Wir dürfen morgen noch besser sein als heute. Deshalb wagen wir den Dialog. Immer in der Haltung, dass auch der andere Recht haben könnte. Vorurteilsfrei auf der Suche sein. Genau das ist Kirchentag. Kirchentag fordert und fördert den Dialog mit seinem gesellschaftspolitischen und theologischen Programm. Und wir eröffnen Horizonte, so Gott will, auch mit den Mitteln der Kunst. Wir laden zum Mitsingen, Mitbeten ein. Halleluja. Händel meets Rutter, und ich kann ein Teil davon sein: Beim Mitsingkonzert bleibt keiner mit seinem Lied allein. Wir werden das Kyiv Symphony Orchestra zu Gast haben und seine Zeitendeutung hören, die Sehnsucht nach Frieden und Gerechtigkeit gebannt in Musik, bis der Abendsegen erklingt. Wir wissen heute noch nicht, welches Zeichen wir mit dem Kirchentag in Nürnberg hinterlassen werden. Denn das Zeichen sind wir immer auch selbst, all die tausende Mitwirkenden und Besuchenden mit ihrer Sehnsucht und Hoffnung. Es ist offen, was daraus entsteht, wenn wir uns in Nürnberg versammeln zu Gebet und Dialog.

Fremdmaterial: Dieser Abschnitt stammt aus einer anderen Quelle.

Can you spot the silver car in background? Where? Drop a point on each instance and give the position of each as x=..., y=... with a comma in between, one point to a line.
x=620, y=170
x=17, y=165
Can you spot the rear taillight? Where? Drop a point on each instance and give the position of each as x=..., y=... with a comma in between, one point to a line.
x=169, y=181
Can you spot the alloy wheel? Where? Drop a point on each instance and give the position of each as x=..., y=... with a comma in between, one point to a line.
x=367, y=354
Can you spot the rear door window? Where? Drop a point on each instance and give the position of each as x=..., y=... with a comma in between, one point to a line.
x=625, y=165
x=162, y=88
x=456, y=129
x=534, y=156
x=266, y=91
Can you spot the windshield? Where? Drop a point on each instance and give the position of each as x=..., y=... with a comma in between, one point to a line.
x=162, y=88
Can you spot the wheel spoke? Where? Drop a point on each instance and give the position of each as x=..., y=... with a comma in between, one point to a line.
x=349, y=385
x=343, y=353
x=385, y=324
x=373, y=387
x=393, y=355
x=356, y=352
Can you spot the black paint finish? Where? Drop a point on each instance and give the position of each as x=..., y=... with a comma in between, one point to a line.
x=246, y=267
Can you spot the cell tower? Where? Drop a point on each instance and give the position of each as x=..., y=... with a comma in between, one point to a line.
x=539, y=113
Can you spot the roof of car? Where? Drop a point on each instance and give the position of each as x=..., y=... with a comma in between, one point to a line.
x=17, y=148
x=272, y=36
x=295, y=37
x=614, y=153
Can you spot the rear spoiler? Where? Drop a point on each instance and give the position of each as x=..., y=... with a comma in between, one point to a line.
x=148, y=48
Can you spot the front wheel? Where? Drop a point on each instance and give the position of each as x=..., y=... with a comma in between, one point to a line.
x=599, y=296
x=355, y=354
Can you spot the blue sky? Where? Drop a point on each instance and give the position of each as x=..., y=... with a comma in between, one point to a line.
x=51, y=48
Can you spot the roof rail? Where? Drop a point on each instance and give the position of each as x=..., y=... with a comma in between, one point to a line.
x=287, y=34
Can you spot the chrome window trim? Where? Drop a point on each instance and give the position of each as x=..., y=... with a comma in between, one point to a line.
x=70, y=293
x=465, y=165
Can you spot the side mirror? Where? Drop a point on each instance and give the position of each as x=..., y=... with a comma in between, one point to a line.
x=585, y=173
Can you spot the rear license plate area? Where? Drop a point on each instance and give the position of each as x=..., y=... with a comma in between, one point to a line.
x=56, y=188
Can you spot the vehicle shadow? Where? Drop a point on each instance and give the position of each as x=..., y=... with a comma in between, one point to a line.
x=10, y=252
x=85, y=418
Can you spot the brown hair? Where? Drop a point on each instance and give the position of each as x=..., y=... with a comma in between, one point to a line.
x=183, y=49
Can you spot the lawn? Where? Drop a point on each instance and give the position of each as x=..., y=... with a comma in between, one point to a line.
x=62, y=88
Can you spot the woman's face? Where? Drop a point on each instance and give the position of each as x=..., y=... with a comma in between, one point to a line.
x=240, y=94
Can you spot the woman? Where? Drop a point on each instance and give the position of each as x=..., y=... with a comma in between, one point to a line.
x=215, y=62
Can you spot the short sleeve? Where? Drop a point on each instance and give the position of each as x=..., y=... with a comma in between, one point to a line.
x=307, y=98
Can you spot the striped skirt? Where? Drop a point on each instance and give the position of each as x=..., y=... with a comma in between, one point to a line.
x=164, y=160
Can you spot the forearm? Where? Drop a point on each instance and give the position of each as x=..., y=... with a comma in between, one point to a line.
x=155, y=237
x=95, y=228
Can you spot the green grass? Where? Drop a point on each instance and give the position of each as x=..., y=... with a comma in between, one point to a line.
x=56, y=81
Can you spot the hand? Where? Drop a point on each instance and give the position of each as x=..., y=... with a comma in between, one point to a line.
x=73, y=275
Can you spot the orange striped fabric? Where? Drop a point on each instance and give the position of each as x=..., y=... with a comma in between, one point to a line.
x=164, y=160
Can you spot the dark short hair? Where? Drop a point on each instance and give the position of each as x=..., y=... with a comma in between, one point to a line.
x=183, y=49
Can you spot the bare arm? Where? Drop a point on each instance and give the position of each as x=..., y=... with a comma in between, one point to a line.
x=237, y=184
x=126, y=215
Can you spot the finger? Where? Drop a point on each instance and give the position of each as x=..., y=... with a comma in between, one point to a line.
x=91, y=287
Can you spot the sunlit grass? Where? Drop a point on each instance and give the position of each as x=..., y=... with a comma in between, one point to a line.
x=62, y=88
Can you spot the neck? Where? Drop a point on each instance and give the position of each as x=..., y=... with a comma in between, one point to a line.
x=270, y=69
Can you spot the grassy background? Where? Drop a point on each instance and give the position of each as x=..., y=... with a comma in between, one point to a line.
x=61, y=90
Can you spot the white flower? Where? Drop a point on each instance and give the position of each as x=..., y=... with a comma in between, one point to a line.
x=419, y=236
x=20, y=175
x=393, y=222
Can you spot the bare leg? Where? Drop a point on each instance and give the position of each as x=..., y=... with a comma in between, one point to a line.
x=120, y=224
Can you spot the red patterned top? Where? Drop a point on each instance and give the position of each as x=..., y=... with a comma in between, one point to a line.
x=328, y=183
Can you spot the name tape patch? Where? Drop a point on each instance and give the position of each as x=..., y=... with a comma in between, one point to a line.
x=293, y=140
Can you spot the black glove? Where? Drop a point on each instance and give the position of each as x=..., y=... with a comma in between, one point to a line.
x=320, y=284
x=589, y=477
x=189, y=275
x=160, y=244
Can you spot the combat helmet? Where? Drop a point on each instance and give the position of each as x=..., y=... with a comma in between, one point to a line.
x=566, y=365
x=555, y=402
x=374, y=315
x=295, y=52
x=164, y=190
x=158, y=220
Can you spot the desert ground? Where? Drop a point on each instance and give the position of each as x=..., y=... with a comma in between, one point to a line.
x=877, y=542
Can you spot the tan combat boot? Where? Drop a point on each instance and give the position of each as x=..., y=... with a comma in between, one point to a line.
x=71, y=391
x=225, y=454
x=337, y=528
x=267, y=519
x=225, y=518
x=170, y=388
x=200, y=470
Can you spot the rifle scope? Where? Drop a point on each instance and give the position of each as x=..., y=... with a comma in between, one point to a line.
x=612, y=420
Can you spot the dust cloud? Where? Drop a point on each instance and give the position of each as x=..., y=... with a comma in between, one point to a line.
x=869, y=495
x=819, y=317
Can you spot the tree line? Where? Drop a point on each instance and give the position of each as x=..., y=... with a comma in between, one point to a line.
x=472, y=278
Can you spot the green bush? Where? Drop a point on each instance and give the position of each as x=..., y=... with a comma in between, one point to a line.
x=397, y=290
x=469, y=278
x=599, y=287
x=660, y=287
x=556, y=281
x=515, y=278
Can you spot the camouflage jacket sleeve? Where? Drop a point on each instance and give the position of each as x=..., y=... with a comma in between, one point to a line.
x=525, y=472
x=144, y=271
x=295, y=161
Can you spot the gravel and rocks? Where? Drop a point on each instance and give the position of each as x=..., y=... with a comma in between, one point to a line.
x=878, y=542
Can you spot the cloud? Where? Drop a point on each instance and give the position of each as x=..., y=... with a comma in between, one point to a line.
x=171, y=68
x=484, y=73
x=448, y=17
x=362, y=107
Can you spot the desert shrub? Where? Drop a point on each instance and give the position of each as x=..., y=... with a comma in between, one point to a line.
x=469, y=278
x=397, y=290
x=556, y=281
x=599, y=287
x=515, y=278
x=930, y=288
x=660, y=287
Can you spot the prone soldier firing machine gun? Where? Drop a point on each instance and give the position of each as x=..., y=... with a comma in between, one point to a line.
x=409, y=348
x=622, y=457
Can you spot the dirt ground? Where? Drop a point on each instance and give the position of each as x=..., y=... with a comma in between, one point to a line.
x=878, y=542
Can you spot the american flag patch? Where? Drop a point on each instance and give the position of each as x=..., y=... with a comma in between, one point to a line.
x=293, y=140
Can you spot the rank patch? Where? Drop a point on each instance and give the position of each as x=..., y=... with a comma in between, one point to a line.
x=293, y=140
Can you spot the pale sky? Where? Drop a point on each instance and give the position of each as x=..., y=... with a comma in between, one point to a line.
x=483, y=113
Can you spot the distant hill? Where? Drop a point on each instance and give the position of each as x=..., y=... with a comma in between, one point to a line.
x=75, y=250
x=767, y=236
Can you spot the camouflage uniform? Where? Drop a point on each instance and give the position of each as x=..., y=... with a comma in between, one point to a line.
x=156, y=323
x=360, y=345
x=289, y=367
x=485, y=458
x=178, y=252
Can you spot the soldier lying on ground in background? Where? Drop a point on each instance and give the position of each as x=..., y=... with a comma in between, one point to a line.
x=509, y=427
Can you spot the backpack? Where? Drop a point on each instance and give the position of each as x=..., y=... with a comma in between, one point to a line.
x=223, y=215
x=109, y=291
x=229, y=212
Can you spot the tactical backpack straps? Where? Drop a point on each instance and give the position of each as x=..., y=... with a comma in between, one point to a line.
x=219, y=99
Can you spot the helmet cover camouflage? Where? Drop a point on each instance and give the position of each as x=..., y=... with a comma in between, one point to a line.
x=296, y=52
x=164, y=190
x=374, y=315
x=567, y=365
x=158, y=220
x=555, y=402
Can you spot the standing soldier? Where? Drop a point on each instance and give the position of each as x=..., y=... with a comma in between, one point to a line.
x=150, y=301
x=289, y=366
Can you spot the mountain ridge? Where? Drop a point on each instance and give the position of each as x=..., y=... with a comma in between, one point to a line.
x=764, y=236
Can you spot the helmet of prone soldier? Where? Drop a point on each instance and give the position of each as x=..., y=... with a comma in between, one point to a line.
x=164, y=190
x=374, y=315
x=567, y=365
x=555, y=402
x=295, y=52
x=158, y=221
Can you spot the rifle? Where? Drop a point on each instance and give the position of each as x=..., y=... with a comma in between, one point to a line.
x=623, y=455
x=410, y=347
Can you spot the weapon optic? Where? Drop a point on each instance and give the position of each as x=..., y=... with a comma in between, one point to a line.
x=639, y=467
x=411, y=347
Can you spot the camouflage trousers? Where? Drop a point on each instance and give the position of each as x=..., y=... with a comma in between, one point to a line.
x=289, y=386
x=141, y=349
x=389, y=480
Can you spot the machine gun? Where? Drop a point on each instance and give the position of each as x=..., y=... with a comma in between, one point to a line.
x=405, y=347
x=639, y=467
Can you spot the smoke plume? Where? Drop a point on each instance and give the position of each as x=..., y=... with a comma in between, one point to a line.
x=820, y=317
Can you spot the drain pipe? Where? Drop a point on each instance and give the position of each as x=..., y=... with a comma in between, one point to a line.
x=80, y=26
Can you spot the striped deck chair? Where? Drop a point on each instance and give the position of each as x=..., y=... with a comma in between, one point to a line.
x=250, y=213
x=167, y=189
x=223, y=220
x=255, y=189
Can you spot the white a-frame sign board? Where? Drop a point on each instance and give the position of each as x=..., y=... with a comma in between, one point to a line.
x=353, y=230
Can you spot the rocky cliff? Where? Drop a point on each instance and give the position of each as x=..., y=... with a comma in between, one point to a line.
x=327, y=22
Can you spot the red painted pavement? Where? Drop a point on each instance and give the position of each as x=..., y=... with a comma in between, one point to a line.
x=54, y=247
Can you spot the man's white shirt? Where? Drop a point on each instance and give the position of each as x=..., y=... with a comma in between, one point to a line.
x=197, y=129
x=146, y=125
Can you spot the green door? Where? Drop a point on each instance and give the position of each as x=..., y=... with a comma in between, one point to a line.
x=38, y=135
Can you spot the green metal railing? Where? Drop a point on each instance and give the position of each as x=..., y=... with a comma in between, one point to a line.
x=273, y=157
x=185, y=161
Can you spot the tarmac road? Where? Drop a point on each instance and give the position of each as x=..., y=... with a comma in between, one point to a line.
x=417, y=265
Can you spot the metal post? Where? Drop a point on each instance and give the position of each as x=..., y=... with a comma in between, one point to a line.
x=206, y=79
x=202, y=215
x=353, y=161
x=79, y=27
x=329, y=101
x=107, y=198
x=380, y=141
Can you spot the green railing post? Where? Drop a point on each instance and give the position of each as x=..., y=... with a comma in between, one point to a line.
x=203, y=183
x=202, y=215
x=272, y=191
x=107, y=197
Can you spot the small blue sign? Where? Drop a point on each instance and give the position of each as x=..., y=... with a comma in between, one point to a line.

Kirchentag ist die Bewegung von vielen. Von Leuten, die sagen: Ich pack mit an. Er ist Ort für Engagement und zivilen Protest. Er ist die Bewegung der Menschen, die sagen: Wir legen Hand an, wir verbinden die Wunden. Wir senden ein Schiff. Wir erwarten nicht, dass der Staat alles tut. Wir wissen, es ist auch an uns. Denn wir sind frei, aufzustehen und zu handeln und wir vertrauen auf diesen Gott, der Mensch geworden ist. Das ist waghalsig und riskant, aber en vogue schon seit fast 2000 Jahren.

Abseits der großen Bühnen und Podien stehen sie und begrüßen auch den 5 893. Gast in der Messehalle mit 6 000 Plätzen noch mit einem Lächeln: unsere ehrenamtlich Helfenden. Auch das ist Kirchentag. Wir sind zu Gast in der Fremde und wir begrüßen unsere Gäste aus nah und fern mit Herz. Wir tun dies, weil wir an einen glauben, der uns auch willkommen geheißen hat in der Fremde und uns begleitet. Unsichtbar, leise und still. Das ist das kleine Wunder abseits der großen und kleinen Bühnen. Wir leisten uns das als Kirchentagsbewegung. Schon seit Jahren. Tausende Hände packen zu, wir schaffen Raum und Herberge für Menschen, die uns auf Bühnen und Podien das zeigen, was sie lieben und wofür sie stehen mit all ihrem Kunst- und Sachverstand. Aber möglich wird all dies nur durch tausende Hände und ein Herz. Menschenfreundlichkeit ist unsere Marke und unser aller Beginn. Wenn die Besucherinnen und Besucher am 11. Juni, so Gott will, wieder glücklich zu Hause angekommen sind, dann ist die Welt noch nicht heil. Dann wird die evangelische Kirche immer noch in der Minderheit sein in diesem Land. Aber wir werden vielleicht gespürt haben: Nicht die Mehrheit ist wichtig, sondern das, was mich tröstet und trägt, und mit dieser Hoffnung steh ich nicht allein. Kirchentag macht die Welt nicht heil. Wenn er vorbei ist, dann werden in Nürnberg immer noch viele Menschen auf der Straße leben, so wie jetzt schon. Wer aufmerksam durch die Stadt geht, sieht sie: obdachlose Menschen. Menschen, die nicht auf dem Podium stehen. Deren Geschichten wir nicht kennen. Sie sind da, ohne Zelt und Herberge. Nicht nur am Bahnhof. Armut wird immer noch ein Thema sein.

Ja, klar: Wir sammeln Kollekten. Die Kollekten stopfen hier und da ein Loch. Aber Gott gebe, dass all unser Reden, Singen und Tun unseren Blick verändert auf die Not vor der Haustür Europas und in unserer Stadt. In Demut begehen wir deshalb diesen 38. Deutschen Evangelischen Kirchentag. Wenn wir gehen, ist nicht alles gut, aber wir wissen: Nichts geht allein und deshalb kommen wir zusammen und verbinden uns im Hoffen und Machen.